DGX Spark + GPT-OSS 120B: runtime with reliable Tools + Strict support (for Roo Code)

siertum · December 25, 2025, 6:56am

Hi everyone,

I’m using Roo Code and I want it to interact fully and correctly with gpt-oss 120B on DGX Spark, including tools/function calling and strict (structured outputs / valid JSON without extra text).

Current issues:

SGLang: tools support is unstable.
vLLM: problems with tools and strict.

Question: what runtime/server can I use to run gpt-oss 120B so that Tools + Strict work properly and consistently with Roo Code (OpenAI-compatible API / structured outputs)?

If you have a working setup, please share:

which runtime/server you’re using,
whether tools + strict work without hacks,
(if possible) minimal launch flags or config.

Thanks.

siertum · December 25, 2025, 7:18am

I was able to get Roo Code + gpt-oss-120B on DGX Spark working reliably (at least for Tools / function calling) using a vLLM container build from:

https://github.com/eugr/spark-vllm-docker

What works

OpenAI-compatible /v1/chat/completions
Tools / function calling works consistently (model returns tool_calls correctly).
Roo Code can drive tool calls as long as it uses tool_choice: "auto" (gpt-oss behavior).

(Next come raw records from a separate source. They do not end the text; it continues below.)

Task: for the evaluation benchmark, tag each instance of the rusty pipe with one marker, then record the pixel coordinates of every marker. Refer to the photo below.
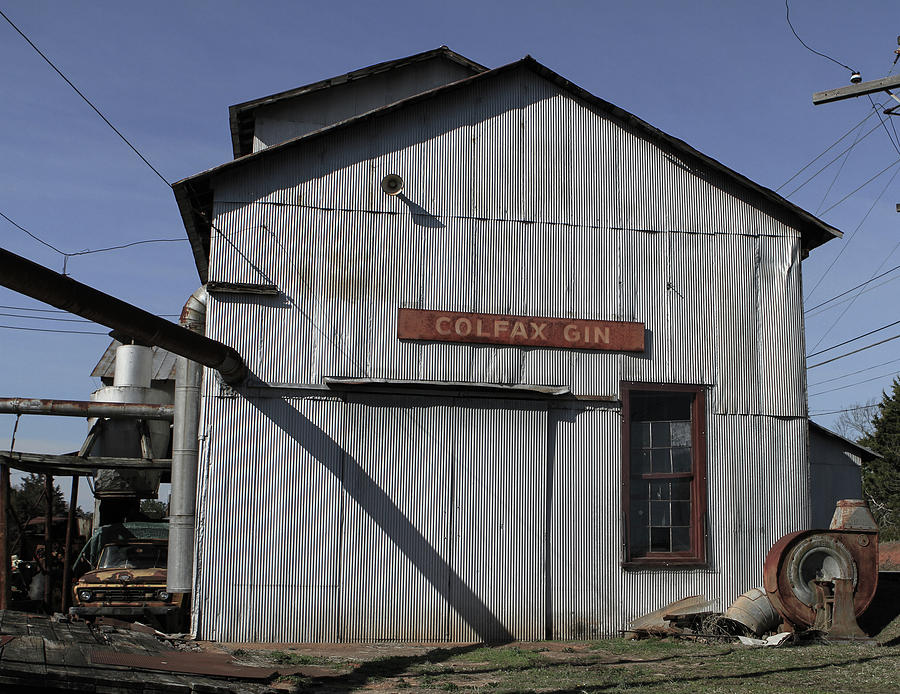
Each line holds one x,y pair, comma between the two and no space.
29,278
85,408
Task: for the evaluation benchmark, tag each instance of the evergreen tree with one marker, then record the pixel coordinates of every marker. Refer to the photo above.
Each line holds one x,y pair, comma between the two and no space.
881,477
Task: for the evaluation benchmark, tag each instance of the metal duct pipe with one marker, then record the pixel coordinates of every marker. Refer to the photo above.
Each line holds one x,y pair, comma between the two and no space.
185,454
85,408
28,278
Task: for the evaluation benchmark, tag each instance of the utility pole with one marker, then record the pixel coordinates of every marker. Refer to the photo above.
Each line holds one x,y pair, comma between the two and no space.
885,84
859,88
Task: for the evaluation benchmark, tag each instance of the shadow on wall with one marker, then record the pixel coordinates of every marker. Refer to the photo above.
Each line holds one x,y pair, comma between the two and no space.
389,518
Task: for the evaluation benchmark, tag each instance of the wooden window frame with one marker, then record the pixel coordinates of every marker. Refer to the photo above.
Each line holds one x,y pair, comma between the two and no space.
697,556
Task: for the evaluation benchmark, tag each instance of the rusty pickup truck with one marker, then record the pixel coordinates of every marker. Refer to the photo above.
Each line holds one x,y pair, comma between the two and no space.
129,581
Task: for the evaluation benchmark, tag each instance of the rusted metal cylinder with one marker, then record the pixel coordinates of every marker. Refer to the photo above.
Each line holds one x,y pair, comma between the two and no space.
86,408
28,278
754,611
71,520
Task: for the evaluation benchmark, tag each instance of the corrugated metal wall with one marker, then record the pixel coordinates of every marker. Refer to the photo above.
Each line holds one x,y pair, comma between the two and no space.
446,518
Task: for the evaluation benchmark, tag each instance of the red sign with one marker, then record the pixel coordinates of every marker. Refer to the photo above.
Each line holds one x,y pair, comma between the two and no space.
523,331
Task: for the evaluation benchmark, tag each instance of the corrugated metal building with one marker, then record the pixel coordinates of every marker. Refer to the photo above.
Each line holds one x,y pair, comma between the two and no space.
373,482
835,471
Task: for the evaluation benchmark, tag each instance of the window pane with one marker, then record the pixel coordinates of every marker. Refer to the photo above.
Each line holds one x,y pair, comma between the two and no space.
640,539
640,462
681,460
659,490
640,434
681,513
640,489
659,540
681,433
659,513
681,539
662,461
681,490
660,434
661,446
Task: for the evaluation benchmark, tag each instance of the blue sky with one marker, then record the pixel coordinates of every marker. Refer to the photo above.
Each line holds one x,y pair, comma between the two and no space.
727,77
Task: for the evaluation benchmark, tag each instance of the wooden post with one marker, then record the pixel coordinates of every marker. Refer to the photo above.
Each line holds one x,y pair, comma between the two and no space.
48,537
4,536
67,557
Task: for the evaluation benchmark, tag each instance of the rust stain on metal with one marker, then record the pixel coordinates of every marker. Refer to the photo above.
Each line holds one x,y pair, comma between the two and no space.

What does not (yet) work “fully”

Strict / structured outputs in the OpenAI sense is not fully supported in this path. If the client sends strict, vLLM logs that it is ignored. For my use case this wasn’t critical—the key point was having stable tool calling.

Why I didn’t use NIM

I tested the NIM gpt-oss-120B container on DGX Spark, but it does not work on GB10 in my environment (looks like GB10 / CC 12.1 support is not enabled in that container build yet). So I couldn’t get a working NIM runtime for gpt-oss-120B on this hardware.

Minimal working launch (vLLM via spark-vllm-docker)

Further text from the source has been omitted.